Tuesday, December 04, 2007

Oh, Goody

And here I thought it was just the fundamentalist fringe in Colorado pushing the fertilized-egg-as-full-person legislation. No. No, no, no. Five other states (Georgia, Montana, Oregon, Mississippi, Michigan) are considering similar ballot measures to give two-day-old, non-implanted fertilized eggs the same legal standing as you and me. More importantly to the walking incubators housing them, the two-four-eight-sixteen-cell clusters would have legal standing trumping the autonomous personhoods of the living, breathing women housing them.

Not surprisingly, the host of murky legal ramifications are being dismissed with a sniff by the pro-blastocyst contingent.
Any contraceptive that interfered with the ability of a fertilized egg to implant in the womb could be considered person-destroying and banned, reproductive rights groups suggested.

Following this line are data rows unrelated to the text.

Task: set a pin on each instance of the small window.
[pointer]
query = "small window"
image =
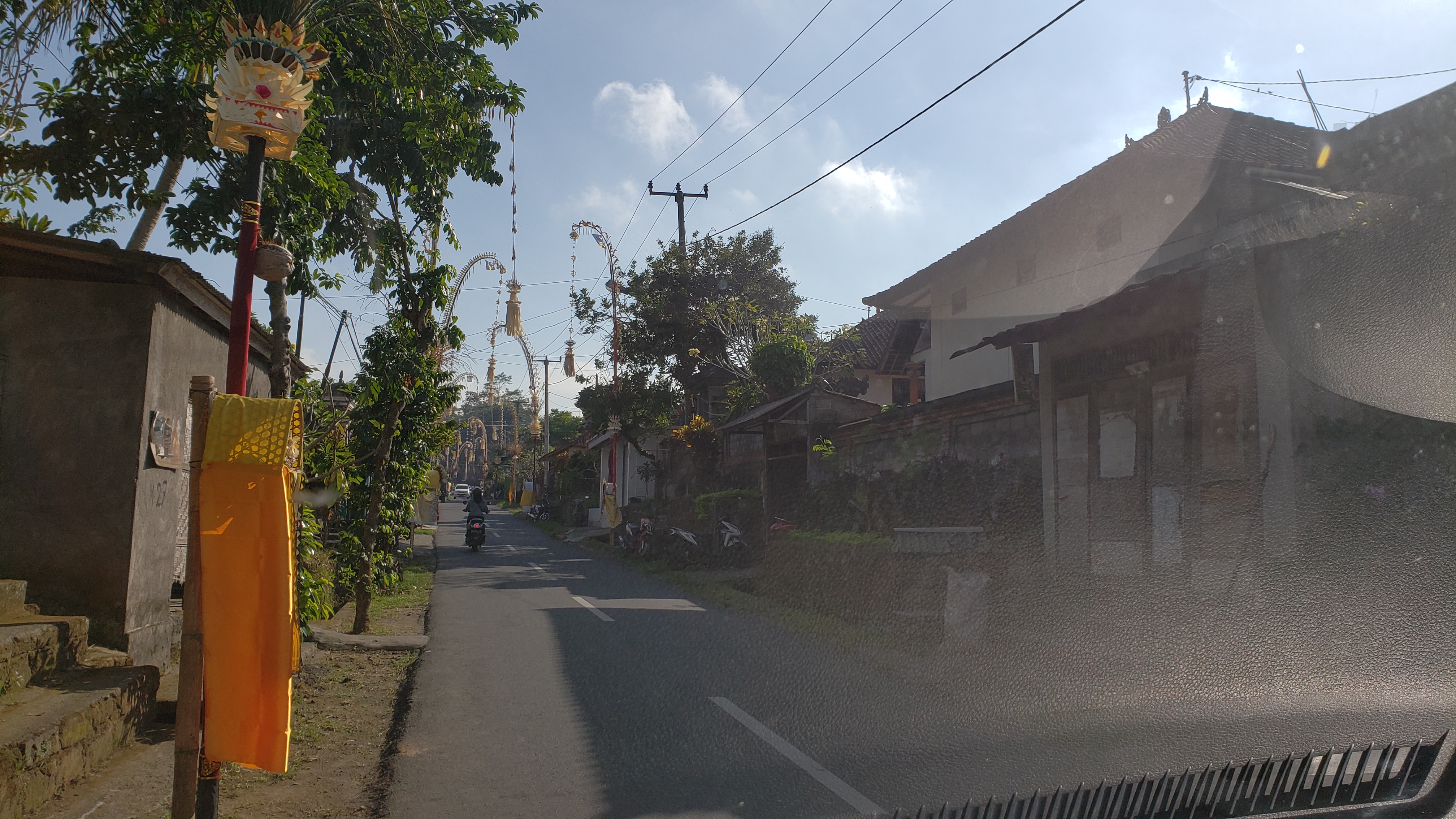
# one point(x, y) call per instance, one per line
point(1110, 232)
point(1027, 272)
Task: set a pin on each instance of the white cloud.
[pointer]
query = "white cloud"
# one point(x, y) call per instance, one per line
point(1222, 95)
point(857, 188)
point(606, 206)
point(721, 94)
point(650, 116)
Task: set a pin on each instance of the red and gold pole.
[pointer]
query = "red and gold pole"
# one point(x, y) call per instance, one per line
point(238, 336)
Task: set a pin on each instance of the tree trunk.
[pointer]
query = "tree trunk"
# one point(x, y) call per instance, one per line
point(376, 499)
point(151, 216)
point(280, 372)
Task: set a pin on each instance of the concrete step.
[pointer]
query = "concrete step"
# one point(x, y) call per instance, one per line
point(32, 646)
point(12, 599)
point(56, 732)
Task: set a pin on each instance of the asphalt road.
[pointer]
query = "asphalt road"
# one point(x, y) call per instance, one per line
point(560, 682)
point(563, 684)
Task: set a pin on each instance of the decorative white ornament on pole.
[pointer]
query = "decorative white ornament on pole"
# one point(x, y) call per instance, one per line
point(263, 87)
point(273, 263)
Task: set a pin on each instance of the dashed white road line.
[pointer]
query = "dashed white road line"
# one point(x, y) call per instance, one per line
point(813, 768)
point(593, 610)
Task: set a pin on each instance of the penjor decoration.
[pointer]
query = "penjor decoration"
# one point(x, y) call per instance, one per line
point(263, 87)
point(513, 309)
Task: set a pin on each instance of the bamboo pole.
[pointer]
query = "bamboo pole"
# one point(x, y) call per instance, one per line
point(190, 674)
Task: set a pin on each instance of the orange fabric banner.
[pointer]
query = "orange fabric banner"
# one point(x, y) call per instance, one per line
point(250, 617)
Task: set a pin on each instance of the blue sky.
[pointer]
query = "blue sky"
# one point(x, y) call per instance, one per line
point(615, 91)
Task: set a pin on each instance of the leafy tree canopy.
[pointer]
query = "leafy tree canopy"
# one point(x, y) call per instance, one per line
point(667, 302)
point(402, 108)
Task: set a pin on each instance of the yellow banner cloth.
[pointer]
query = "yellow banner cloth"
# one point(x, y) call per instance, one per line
point(250, 619)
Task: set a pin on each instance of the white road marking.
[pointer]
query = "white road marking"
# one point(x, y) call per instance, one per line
point(593, 610)
point(813, 768)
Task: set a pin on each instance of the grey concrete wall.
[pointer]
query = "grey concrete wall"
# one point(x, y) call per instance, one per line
point(89, 519)
point(183, 346)
point(69, 417)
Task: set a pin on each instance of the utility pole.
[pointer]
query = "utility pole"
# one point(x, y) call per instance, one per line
point(547, 365)
point(682, 221)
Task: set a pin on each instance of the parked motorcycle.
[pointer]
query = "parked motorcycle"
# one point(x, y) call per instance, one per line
point(475, 533)
point(682, 546)
point(781, 525)
point(637, 538)
point(730, 540)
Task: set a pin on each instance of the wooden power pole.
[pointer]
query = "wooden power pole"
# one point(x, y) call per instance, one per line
point(682, 221)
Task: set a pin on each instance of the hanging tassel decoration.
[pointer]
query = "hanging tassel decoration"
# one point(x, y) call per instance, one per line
point(513, 311)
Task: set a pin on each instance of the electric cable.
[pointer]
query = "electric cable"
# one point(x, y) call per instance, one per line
point(1280, 95)
point(833, 95)
point(746, 90)
point(796, 94)
point(924, 111)
point(1317, 82)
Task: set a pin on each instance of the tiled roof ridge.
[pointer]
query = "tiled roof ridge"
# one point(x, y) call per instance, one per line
point(1157, 142)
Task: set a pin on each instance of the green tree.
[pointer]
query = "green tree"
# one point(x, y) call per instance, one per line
point(402, 108)
point(669, 301)
point(564, 426)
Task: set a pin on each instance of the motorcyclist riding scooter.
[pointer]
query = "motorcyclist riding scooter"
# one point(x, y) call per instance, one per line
point(475, 511)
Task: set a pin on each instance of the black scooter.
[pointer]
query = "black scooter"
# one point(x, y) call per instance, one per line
point(475, 533)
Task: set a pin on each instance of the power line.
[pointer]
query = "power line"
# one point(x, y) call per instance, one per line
point(1350, 81)
point(745, 91)
point(649, 235)
point(1279, 95)
point(833, 95)
point(796, 94)
point(1013, 50)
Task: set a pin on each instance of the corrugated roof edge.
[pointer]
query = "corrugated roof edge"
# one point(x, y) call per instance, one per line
point(921, 277)
point(172, 272)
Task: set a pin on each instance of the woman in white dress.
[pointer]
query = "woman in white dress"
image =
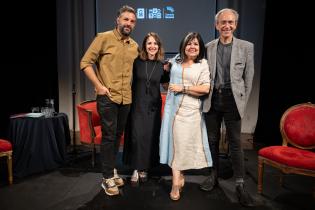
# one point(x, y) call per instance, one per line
point(183, 137)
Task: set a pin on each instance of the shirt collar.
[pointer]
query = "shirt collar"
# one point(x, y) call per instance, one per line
point(120, 37)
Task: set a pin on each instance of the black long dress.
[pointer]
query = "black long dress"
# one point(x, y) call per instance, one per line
point(141, 145)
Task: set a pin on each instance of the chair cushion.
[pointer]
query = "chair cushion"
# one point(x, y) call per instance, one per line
point(5, 145)
point(299, 126)
point(289, 156)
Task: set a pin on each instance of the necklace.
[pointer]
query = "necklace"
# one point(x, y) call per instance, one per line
point(148, 76)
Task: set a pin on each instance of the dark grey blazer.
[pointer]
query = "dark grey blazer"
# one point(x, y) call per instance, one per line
point(241, 71)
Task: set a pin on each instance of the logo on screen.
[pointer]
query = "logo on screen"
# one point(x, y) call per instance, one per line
point(156, 13)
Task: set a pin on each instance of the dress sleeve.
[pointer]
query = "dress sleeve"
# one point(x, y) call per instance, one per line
point(204, 78)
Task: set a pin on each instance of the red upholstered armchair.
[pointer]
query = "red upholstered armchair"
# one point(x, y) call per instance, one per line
point(90, 125)
point(296, 155)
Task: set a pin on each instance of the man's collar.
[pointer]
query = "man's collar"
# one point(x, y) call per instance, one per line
point(120, 37)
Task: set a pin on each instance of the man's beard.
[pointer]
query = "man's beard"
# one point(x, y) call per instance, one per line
point(123, 32)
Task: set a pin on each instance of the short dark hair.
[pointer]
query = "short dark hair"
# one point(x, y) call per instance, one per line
point(190, 36)
point(126, 8)
point(160, 53)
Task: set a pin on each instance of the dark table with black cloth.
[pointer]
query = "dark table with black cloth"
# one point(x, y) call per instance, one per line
point(39, 144)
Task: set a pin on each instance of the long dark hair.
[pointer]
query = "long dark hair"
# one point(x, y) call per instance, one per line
point(160, 53)
point(189, 37)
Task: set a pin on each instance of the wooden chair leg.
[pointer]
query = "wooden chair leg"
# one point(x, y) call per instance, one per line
point(260, 175)
point(10, 173)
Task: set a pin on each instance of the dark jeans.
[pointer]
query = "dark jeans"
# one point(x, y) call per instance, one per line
point(223, 107)
point(113, 120)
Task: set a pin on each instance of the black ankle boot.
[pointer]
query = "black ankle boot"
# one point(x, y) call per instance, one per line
point(243, 196)
point(210, 182)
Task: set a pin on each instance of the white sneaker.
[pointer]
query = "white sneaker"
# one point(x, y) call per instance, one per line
point(117, 179)
point(135, 177)
point(110, 187)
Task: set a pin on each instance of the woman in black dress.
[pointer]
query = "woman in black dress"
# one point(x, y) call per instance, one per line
point(141, 146)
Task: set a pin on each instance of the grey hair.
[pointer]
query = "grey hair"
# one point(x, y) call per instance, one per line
point(226, 10)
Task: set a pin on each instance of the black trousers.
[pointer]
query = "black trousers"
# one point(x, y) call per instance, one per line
point(113, 120)
point(223, 107)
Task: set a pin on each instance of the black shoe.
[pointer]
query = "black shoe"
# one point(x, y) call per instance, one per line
point(209, 183)
point(243, 196)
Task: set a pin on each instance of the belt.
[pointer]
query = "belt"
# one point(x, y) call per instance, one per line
point(220, 90)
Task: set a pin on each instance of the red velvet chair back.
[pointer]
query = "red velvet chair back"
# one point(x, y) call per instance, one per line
point(297, 126)
point(295, 155)
point(89, 122)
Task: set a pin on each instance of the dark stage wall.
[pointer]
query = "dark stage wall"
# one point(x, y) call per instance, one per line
point(29, 59)
point(287, 65)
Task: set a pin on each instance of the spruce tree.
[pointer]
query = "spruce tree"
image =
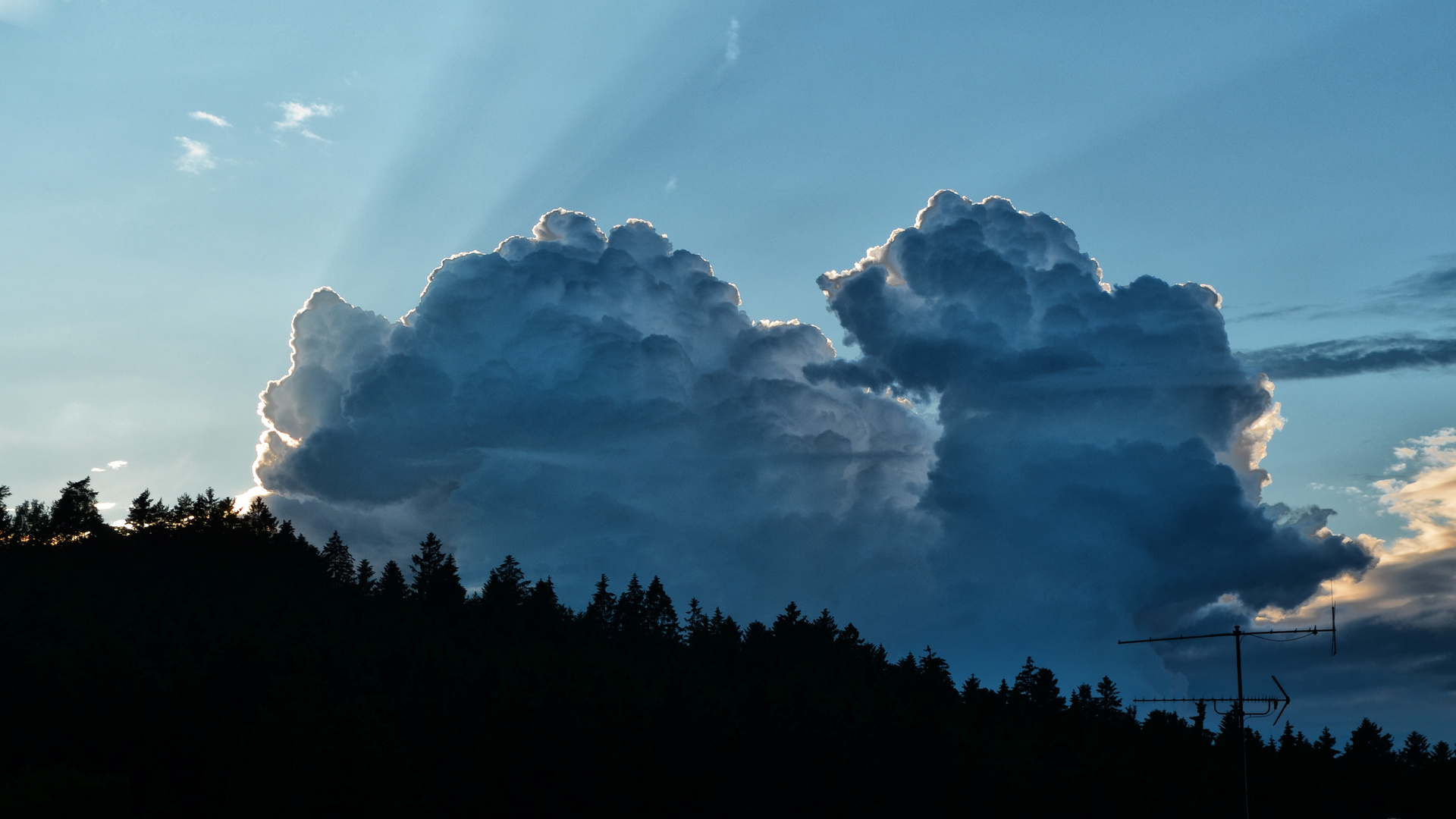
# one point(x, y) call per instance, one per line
point(74, 512)
point(631, 611)
point(601, 611)
point(259, 519)
point(338, 563)
point(437, 580)
point(506, 586)
point(364, 577)
point(392, 583)
point(1109, 698)
point(146, 512)
point(658, 614)
point(696, 623)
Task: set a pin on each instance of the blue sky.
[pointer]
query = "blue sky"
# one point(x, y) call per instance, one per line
point(1293, 156)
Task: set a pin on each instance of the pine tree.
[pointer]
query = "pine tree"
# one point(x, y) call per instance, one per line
point(437, 580)
point(601, 611)
point(1417, 749)
point(338, 563)
point(74, 512)
point(542, 601)
point(1109, 698)
point(364, 577)
point(658, 614)
point(146, 512)
point(696, 626)
point(506, 586)
point(1367, 744)
point(631, 608)
point(392, 583)
point(31, 522)
point(259, 519)
point(1442, 752)
point(1326, 744)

Examples include intrauterine devices and birth-control pills, which may affect implantation in some cases.

Also, the entire enterprise of in-vitro fertilization — which involves creating embryos in laboratories for couples trying to conceive — could be brought to a halt if these embryos were deemed to be persons with legal rights, others suggest.

In Colorado, Kristi Burton, the driving force behind the proposed “personhood” initiative, shrugs off questions about these potential impacts, calling them “pretty much scare tactics.” Referring to critics of her initiative, she says that “they realize this issue is simple and they don’t have an answer for it. They cannot say when this (embryo) becomes a person. We do.”

Hmmm. The cautions sounded by reasonable people following the proposed legislation to its logical conclusion are being pooh-poohed as "scare tactics" designed to discourage support for the referendum. Where have I heard that before? Ah, yes, I heard it in the runup to the 2006 ballot measures intended to ban same-sex marriage. When the reality-based community pointed out that the proposed constitutional amendments would prevent state, county, and municipal governments and institutions from extending healthcare benefits to the domestic partners of their employees (and any children in those relationships not legally related to the employees), the conservatives accused them of engaging in, yes, scare tactics to erode support for the anti-gay amendments. It's just about the sanctity of marriage, they tutted, and nothing else.

Except that it wasn't.

Shortly after the amendments passed, conservative groups filed lawsuits forcing states to rescind benefits to the domestic partners of state employees. The ink was barely dry on the freaking paper. Well, they said, after looking at it a little closer the new law really doesn't leave us any choice but to bring these suits. Who knew? Sorry.

And they expect us to believe that this will be any different? Learn to love condoms, y'all, since that's just about all you'll have left. Until, that is, sperm and unfertilized eggs are declared full persons too, which will put condoms squarely in dutch with the First Amendment's right to free association.